PURPOSE: CT plays an essential role in the initial evaluation of head and neck squamous cell carcinoma (HNSCC). We aim to establish a prediction model using quantitative CT texture features to stratify HNSCCs based on their anatomical sites and TNM stages.
MATERIALS & METHODS: A retrospective review of pre-treatment contrast enhanced neck CTs was conducted for 76 oral cavity (OC), 87 oropharyngeal (OP), and 86 laryngeal or hypopharyngeal (LH) cancers. Texture analysis was performed using a commercial software (TexRAD®) by manually delineating a region of interest around the largest diameter of the primary tumor. Random forests (RF) models were constructed using various histogram-based texture features for endpoint prediction with internal cross-validation in addition to the use of separate randomly selected training (70%) and validation (30%) sets. Tumor anatomical site and association with the presence or absence of nodal metastasis and tumor stage was evaluated and sensitivity (Sens), specificity (Spec), positive predictive value (PPV), and negative predictive value (NPV) were determined for endpoint prediction.

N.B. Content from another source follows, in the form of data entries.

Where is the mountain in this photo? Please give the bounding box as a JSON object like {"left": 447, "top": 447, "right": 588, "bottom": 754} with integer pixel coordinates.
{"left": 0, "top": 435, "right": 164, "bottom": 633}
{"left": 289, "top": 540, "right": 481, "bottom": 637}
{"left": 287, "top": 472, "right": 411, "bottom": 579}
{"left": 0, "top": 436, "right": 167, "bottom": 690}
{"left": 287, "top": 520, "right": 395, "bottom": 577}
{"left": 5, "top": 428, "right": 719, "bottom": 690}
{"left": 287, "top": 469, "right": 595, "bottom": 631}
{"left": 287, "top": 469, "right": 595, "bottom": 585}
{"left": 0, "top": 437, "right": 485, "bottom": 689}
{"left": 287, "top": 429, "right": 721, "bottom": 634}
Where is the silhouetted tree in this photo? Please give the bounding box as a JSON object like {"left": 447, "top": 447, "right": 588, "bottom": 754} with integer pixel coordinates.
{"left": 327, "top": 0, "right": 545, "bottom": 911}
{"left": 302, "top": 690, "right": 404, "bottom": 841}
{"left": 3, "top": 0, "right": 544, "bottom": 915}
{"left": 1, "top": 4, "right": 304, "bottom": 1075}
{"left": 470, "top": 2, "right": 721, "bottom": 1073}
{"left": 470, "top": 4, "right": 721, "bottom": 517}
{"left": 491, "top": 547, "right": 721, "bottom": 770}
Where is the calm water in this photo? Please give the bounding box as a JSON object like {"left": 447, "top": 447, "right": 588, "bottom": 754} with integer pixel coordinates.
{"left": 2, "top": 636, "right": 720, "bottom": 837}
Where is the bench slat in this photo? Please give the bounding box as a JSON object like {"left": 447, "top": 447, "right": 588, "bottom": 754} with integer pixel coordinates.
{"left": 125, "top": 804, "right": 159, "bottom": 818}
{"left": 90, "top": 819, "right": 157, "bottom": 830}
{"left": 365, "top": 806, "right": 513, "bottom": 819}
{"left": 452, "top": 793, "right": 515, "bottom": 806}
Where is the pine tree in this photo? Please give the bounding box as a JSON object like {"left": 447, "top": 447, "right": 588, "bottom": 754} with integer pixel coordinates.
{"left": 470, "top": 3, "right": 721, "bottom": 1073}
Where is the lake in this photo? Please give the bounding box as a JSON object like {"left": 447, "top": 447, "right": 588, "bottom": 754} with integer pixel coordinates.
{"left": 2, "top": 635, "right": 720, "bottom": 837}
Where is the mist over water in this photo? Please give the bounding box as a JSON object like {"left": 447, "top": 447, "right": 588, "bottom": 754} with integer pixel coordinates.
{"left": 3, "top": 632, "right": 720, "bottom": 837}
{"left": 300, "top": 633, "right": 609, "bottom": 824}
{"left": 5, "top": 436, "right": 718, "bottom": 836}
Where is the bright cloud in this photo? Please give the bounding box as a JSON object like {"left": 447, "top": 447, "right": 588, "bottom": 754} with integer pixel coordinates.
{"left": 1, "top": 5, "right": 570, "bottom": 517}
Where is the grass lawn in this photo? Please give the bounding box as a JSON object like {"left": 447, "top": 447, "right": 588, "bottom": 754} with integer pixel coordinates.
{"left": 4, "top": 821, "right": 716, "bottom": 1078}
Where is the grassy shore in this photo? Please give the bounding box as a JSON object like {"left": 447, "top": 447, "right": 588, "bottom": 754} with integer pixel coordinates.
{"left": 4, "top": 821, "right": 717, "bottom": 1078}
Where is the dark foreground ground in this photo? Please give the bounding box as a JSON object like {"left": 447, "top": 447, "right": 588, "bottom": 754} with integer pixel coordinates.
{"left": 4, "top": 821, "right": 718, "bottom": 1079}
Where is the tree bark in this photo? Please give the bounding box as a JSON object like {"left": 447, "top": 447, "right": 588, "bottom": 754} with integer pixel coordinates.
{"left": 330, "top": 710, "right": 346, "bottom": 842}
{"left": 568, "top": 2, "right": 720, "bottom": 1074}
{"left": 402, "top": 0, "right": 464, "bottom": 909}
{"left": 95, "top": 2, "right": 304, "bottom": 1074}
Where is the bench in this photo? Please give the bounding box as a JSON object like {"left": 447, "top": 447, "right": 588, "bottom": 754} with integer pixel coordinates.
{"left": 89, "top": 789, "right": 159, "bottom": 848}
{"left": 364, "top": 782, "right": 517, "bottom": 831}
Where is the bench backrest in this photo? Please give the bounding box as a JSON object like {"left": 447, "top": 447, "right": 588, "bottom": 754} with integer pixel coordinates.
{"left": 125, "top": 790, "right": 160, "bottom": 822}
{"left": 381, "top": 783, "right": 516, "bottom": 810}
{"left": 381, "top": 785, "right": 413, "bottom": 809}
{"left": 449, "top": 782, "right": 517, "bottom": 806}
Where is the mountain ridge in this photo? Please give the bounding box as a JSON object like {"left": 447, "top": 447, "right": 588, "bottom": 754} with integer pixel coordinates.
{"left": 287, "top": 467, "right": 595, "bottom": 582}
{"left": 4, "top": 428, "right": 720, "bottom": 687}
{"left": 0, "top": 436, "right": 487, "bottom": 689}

RESULTS: The texture parameters of the primary tumor demonstrate good prediction power for the anatomic disease site with sensitivity and specificity of 76% and 90% for LH, 88% and 81% for OP, and 72% and 98% for OC, respectively. They also appeared useful for predicting the presence of associated nodal metastasis, with a PPV of 73% and an NPV of 68%. The features were less robust for distinguishing stage I-II from III-IV tumors.
CONCLUSION: Quantitative CT texture features of primary tumors can be used to predict potentially important endpoints, including association with nodal metastasis. The apparently unique texture features of tumors at different major anatomic sites raises the possibility of unique tumor characteristics and may be used to further refine radiomic models in larger samples.
CLINICAL RELEVANCE STATEMENT: CT texture analysis of primary HNSCC tumors provides important information that may enhance diagnostic tumor evaluation for personalized medicine.